Zunächst, auf den Gesamtbetrag von rund 49 Milliarden Euro bis 2026 kommt nicht nur das Finanzministerium, sondern auch das Wifo. Die Beträge unterscheiden sich marginal. Beide Kalkulationen inkludieren die Entlastung durch die Abgeltung der kalten Progression, die seit heuer greift. Sie allein macht bis 2026 fast die Hälfte der 49 Milliarden Euro aus.
Die Einbeziehung ist argumentierbar. Obwohl es eine Uralt-Forderung ist, wäre die Maßnahme ohne die Rekordinflation vielleicht nicht beschlossen worden. Das Ende der kalten Progression stand so nicht im Regierungsprogramm. Und zweifellos handelt es sich um eine große Entlastung.

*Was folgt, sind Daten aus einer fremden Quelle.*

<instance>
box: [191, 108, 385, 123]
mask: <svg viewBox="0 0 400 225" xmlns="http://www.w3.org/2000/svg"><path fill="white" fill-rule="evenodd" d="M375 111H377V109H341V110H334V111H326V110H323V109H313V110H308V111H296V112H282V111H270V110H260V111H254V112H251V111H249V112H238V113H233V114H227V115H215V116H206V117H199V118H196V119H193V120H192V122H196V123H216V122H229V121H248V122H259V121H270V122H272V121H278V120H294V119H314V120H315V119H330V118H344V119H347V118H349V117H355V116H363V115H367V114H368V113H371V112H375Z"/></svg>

Dennoch ist ihre Einbeziehung strittig. Denn auch früher wurde die kalte Progression abgegolten, nur eben in Form gelegentlicher Steuerreformen. Das wäre angesichts der hohen Teuerung sicher irgendwann passiert, alles andere wäre politisch nicht haltbar gewesen. Nur wann? Dieses Jahr, kommendes oder doch erst 2025?
Die Frage ist deshalb relevant, weil sie für die Bewertung der Treffsicherheit der Maßnahmen wichtig ist. Das Ende der kalten Progression begünstigt Haushalte mit höheren Einkommen naturgemäß mehr, da sie ja auch mehr Lohnsteuer zahlen. Und dieser Entlastungsbrocken ist riesig.
Der Budgetdienst des Parlaments hatte diese Maßnahme in seinen Berechnungen drin, später teilweise aber nicht mehr. Man könne nicht ewig fortschreiben, dass es keine anderweitige Abgeltung der kalten Progression gegeben hätte, sagt Helmut Berger, der Leiter des Budgetdienstes.
Pendlerpauschale verteilt von unten nach oben
In seiner Analyse der Teuerungspakete der Regierung, in denen das Ende der kalten Progression noch enthalten war, kommt der Budgetdienst zum Schluss, dass sich das Entlastungsvolumen "relativ gleichmäßig auf die fünf Einkommensquintile" verteilt, wie es im dritten Bericht der Expertengruppe zur Beobachtung der Inflation heißt. Er wird vom Finanz- sowie dem Sozialministerium herausgegeben, im Gremien selbst sitzen unter anderem Vertreter der Wirtschaftsinstitute, der Sozialpartner und des Fiskalrats.
Gewisse Einmalzahlungen hatten sich überhaupt nur an ärmere Haushalte gerichtet, dem gegenüber entfiel aber fast die Hälfte des erweiterten Pendlerpauschales auf Bezieher der höchsten Einkommen (fünftes Quintil). Relativ gesehen, so der Budgetdienst, würden vom Ende der kalten Progression zwar Personen mit kleineren Einkommen am meisten profitieren, nicht aber, wenn man die Verteilung des gesamten Entlastungsvolumens betrachtet.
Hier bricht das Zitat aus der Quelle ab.